Description
A healthy fall recipe that combines seasonal ingredients for a delicious dish.
Ingredients
Scale
- 2 cups of butternut squash, cubed
- 1 cup of quinoa, rinsed
- 2 cups of vegetable broth
- 1 cup of kale, chopped
- 1/2 cup of cranberries
- 1/4 cup of walnuts, chopped
- 2 tablespoons of olive oil
- Salt to taste
- Pepper to taste
Instructions
- Preheat your oven to 400°F (200°C).
- Spread the butternut squash cubes on a baking sheet.
- Drizzle with olive oil, salt, and pepper.
- Bake for 25-30 minutes until tender.
- In a saucepan, combine quinoa and vegetable broth.
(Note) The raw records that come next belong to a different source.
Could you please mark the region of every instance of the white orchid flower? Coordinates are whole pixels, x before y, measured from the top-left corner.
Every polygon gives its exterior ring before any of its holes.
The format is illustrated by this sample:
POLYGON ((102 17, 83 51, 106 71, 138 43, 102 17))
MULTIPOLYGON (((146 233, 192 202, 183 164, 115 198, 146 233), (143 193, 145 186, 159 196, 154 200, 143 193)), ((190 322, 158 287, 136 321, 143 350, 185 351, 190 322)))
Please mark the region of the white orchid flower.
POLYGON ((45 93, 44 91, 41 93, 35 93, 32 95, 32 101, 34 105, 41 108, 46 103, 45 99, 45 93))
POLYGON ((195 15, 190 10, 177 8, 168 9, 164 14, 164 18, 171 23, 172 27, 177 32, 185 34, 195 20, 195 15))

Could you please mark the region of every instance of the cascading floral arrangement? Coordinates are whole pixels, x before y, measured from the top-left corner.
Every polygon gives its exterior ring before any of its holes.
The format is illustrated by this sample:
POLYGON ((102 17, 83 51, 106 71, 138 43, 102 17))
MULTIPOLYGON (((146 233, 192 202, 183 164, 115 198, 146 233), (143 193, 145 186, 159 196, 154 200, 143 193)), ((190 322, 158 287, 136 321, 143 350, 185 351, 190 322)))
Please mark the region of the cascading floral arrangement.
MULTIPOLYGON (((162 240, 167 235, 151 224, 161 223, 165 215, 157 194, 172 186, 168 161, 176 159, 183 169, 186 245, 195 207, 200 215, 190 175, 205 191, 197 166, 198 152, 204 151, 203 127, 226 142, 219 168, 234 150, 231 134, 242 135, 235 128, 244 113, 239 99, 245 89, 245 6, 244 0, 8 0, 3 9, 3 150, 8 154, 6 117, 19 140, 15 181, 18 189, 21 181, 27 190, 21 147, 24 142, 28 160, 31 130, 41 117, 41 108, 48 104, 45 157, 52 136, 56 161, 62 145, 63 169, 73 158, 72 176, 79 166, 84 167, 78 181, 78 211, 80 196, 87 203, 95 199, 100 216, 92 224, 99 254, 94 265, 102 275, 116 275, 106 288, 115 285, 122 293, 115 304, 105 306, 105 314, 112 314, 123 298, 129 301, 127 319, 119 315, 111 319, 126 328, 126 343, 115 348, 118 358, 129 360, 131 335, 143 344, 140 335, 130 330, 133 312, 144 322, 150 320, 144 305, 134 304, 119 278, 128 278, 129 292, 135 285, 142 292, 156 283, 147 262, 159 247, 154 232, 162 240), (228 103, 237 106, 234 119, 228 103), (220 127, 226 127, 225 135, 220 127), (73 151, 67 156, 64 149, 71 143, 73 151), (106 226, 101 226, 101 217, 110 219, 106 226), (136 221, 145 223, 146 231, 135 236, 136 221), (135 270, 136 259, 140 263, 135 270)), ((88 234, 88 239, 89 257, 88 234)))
- Bring to a boil, then reduce heat and simmer for 15 minutes.
- Once the quinoa is cooked, fluff it with a fork.
- Add kale, cranberries, and walnuts to the quinoa.
- Mix in the roasted butternut squash.
- Serve warm and enjoy.
Notes
- Check the squash for doneness by piercing with a fork.
- Rinse quinoa well to remove bitterness.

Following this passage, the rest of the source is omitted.